Jon: That’s a good question actually. I’d say to just hear the progression because it is interesting to hear what someone wrote when they were 19 up to what they wrote when they were 34.
EM: You have mentioned that you want to write a new album during your free time this year. Have you begun the process? And if so, where do you currently see it going?
Jon: Yes, I have begun it. It’s been a very technical process so far because I decided to move platforms from Logic over to Ableton - or, at least to learn what Ableton can do for me that Logic couldn’t and maybe combined the two. So, at the moment I have just been learning it and getting my head around it, discovering how different it is and how much flexibility it has. It’s like a whole new instrument I’m learning is what it feels like. It feels like I picked up a guitar for the first time. So, at the moment there’s very little actual music coming out of it - there’s a lot of little experiments and almost studies in how to use this new thing. That’s where I am right now.
I have over-arching ideas for how the record will sound. But, what I have discovered in the past is when I have thought I learned where it is going it doesn’t go that way. So, when I started writing Immunity I had no idea it was going to be a lot of techno tracks. The first track I wrote is called “Form By Firelight”, which is a very different rhythm on the slower half of the album. And then the techno front-running tracks came a bit later. So, I don’t know where this one is going yet, but in my head I can kind of see it.
EM: With all of your collaborations with a plethora of amazing artists, are there any others that you would like to work with if given the opportunity?
Jon: Yeah, I’d love to work with Sigur Ros. I have worked at their studio and recorded an EP there and I have been a huge fan for years and I’m going to meet them soon. Not in order to discuss anything, but I am excited to just say ‘hello’ and hopefully one day something will happen from that.
Thom York would be another. I mean these are obvious choices that I am sure that everyone would say if you had asked them. And also, Justin Vernon is another hero of mine.
EM: Well, given your background and who you have worked with in the past you have the potential to work with anyone.
Jon: It would be awesome. I’ve had a lot of different female vocalists on my tracks over the years, but I’d like to go beyond that.
EM: Knowing that you like to manipulate acoustic instruments to create your own electronic sounds, have you ever considered bringing live instruments into your own sets in a festival-like setting?
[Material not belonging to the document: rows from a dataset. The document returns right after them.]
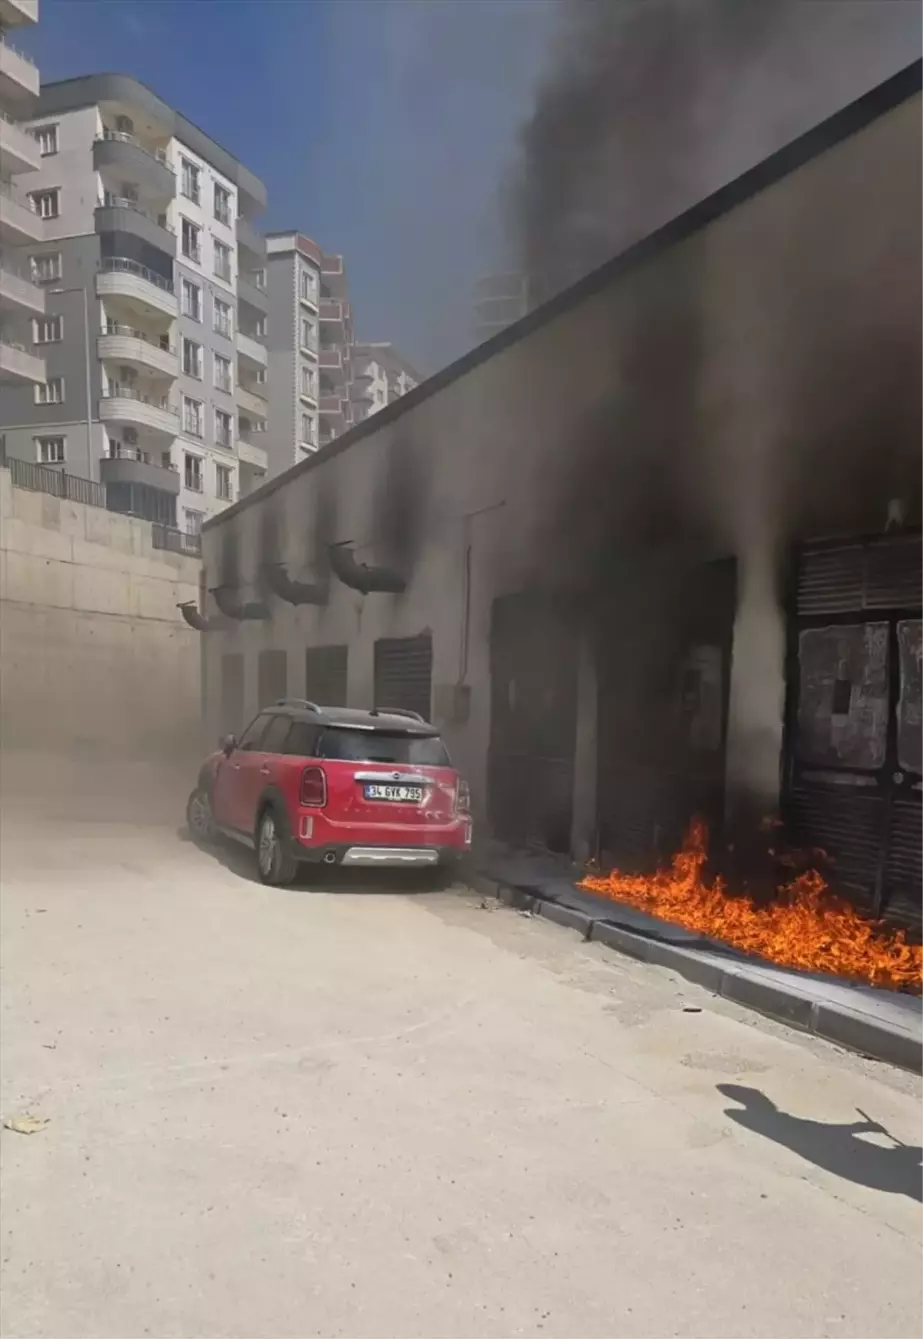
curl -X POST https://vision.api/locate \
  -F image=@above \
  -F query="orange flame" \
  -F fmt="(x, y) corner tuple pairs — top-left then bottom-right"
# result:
(579, 820), (922, 992)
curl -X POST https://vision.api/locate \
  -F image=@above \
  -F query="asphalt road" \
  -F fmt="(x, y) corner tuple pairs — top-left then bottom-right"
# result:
(1, 765), (920, 1339)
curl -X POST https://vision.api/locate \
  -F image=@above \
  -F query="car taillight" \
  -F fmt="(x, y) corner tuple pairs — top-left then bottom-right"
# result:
(455, 779), (470, 815)
(300, 766), (327, 807)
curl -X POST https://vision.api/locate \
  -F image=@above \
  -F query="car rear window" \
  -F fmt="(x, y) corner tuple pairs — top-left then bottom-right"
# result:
(314, 728), (450, 766)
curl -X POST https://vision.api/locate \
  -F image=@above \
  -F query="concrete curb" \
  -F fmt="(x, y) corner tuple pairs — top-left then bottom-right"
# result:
(469, 870), (923, 1074)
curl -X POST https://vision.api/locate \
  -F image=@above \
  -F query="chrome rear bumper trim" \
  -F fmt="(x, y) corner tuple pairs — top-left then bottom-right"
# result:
(341, 846), (440, 868)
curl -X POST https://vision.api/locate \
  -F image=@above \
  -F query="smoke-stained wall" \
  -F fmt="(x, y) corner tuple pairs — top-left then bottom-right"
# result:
(200, 87), (921, 833)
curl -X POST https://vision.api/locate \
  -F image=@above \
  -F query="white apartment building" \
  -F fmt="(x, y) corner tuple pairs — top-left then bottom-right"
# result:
(0, 73), (269, 536)
(0, 0), (45, 394)
(350, 341), (420, 425)
(264, 231), (321, 476)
Jon: In a festival it doesn’t really work. When I’ve used a real piano on stage, or strings, it’s been in a concert hall setting with seats and with an audience who are in an exact right zone for that kind of music and who are expecting that kind of music. But, at a festival you get a lot of people who maybe don’t know stuff as well or they know the big or louder tunes only. So, what I would try and do-usually-is just create the most uplifting, more bold set at a festival.
I did this album with this Scottish singer called King Creosote a few years ago and it’s a very very quite album - folky, mostly acoustic. We tried to do it at some festivals — maybe two or three — and it just gets drown because where we’re sitting right now you can hear two stages going on. Imagine the quietest music. You just can’t get people into that, it just doesn’t work. I think festivals to me are more of a party thing because I tend to get put on late. Maybe if I was playing in the middle of the afternoon it would be different, but I don’t get those slots.
EM: Are there any acts that you are/were interested in catching live at FYF?
Jon: Yeah, I am very interested in Simian Mobile Disco, Flying Lotus — I know both are new additions — and also Purity Ring. I would like to see Bloc Party, but they are on at the same time as me now, so… yeah, that’s it. Tomorrow, I imagine I may be asleep. I’m jet lagged. We just got back from Japan like 24 hours ago and so my brain is eight hours out from here.